Ceci a plusieurs conséquences : d’abord, notre capacité d’abstraction issue des représentations invariantes, stockées à destination des zones supérieures du néocortex dans la hiérarchie, est à la base de notre intelligence. Ensuite, nous vivons dans le monde issu de notre prévision intérieur avant d’être en interaction directe avec la réalité. Enfin que toute notre compréhension du monde est construite par analogie/association avec notre propre expérience. On voit ici un lien avec nos biais (voir la page sur les modèles, section psychologie), qui nous pousse d’abord à supposer que le monde fonctionne tel qu’on s’attend, avant de chercher à comprendre comment il est réellement.

Conclusion

Le reste du livre est consacré à une compréhension plus fine des mécanismes biologiques qui sous-tendent les grands principes décrit ici. C’est d’un bout à l’autre un récit passionnant et éclairant, fondamentalement introspectif. Les deux derniers chapitres, où il revient sur les questions fréquemment posés et le lien avec l’intelligence artificielle, sont moins informatifs, mais ils n’enlèvent rien au fort intérêt du livre.
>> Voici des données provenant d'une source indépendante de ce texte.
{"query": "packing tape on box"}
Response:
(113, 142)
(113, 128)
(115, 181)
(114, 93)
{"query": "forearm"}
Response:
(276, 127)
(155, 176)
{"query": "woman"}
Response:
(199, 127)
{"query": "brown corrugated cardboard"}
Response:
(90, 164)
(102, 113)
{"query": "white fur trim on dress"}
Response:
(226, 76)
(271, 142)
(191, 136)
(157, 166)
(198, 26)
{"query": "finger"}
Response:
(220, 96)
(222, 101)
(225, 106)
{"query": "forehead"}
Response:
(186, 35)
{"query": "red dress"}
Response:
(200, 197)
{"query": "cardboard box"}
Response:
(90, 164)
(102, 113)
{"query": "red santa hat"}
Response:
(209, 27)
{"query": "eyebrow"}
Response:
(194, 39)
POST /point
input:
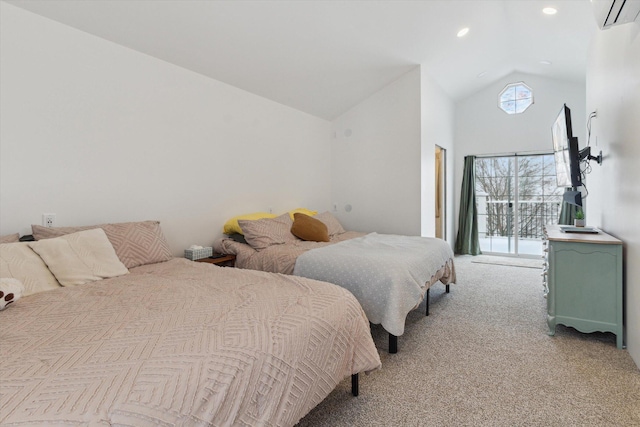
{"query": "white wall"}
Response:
(482, 128)
(613, 90)
(437, 116)
(375, 160)
(96, 132)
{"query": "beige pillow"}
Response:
(19, 261)
(135, 243)
(307, 228)
(262, 233)
(232, 226)
(79, 258)
(11, 238)
(333, 225)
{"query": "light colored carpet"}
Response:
(483, 358)
(510, 261)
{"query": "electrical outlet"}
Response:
(48, 220)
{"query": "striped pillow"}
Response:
(135, 243)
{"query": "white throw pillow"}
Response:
(18, 261)
(79, 258)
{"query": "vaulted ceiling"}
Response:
(323, 57)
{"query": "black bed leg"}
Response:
(355, 387)
(393, 344)
(426, 303)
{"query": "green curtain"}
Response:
(567, 211)
(467, 241)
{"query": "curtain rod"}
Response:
(513, 154)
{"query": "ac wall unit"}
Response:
(615, 12)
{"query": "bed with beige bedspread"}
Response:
(176, 343)
(390, 275)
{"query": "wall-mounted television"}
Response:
(565, 151)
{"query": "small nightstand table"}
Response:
(222, 261)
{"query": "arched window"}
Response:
(515, 98)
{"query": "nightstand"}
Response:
(222, 261)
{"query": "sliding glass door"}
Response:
(516, 196)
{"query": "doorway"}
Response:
(441, 193)
(516, 197)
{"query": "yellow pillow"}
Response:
(232, 226)
(303, 211)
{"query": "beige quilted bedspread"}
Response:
(180, 343)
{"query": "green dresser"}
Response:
(583, 282)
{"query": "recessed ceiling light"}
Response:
(463, 32)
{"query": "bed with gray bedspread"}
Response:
(390, 275)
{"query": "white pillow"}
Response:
(18, 261)
(10, 291)
(79, 258)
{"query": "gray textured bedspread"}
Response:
(388, 274)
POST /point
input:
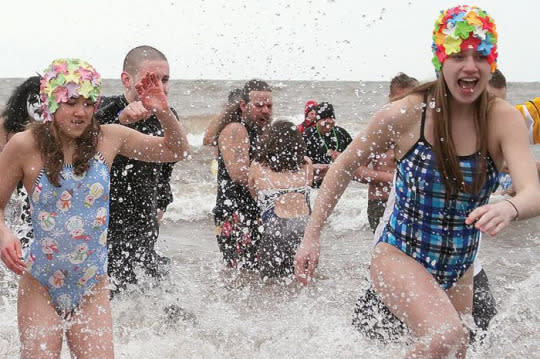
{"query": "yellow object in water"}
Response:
(531, 113)
(213, 167)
Hawkins aborde globalement les choses de manière modérée : il ne prétend pas que nous savons tout sur le fonctionnement du cerveau, ni qu’il a raison à tout point de vue. Son modèle de la mémoire hiérarchique et temporelle n’est pas la vérité, mais une proposition d’explication convaincante, cohérente avec les faits scientifiques et pouvant fournir une brique dans la compréhension globale de l’intelligence humaine et par suite des phénomènes de conscience, de créativité et d’imagination.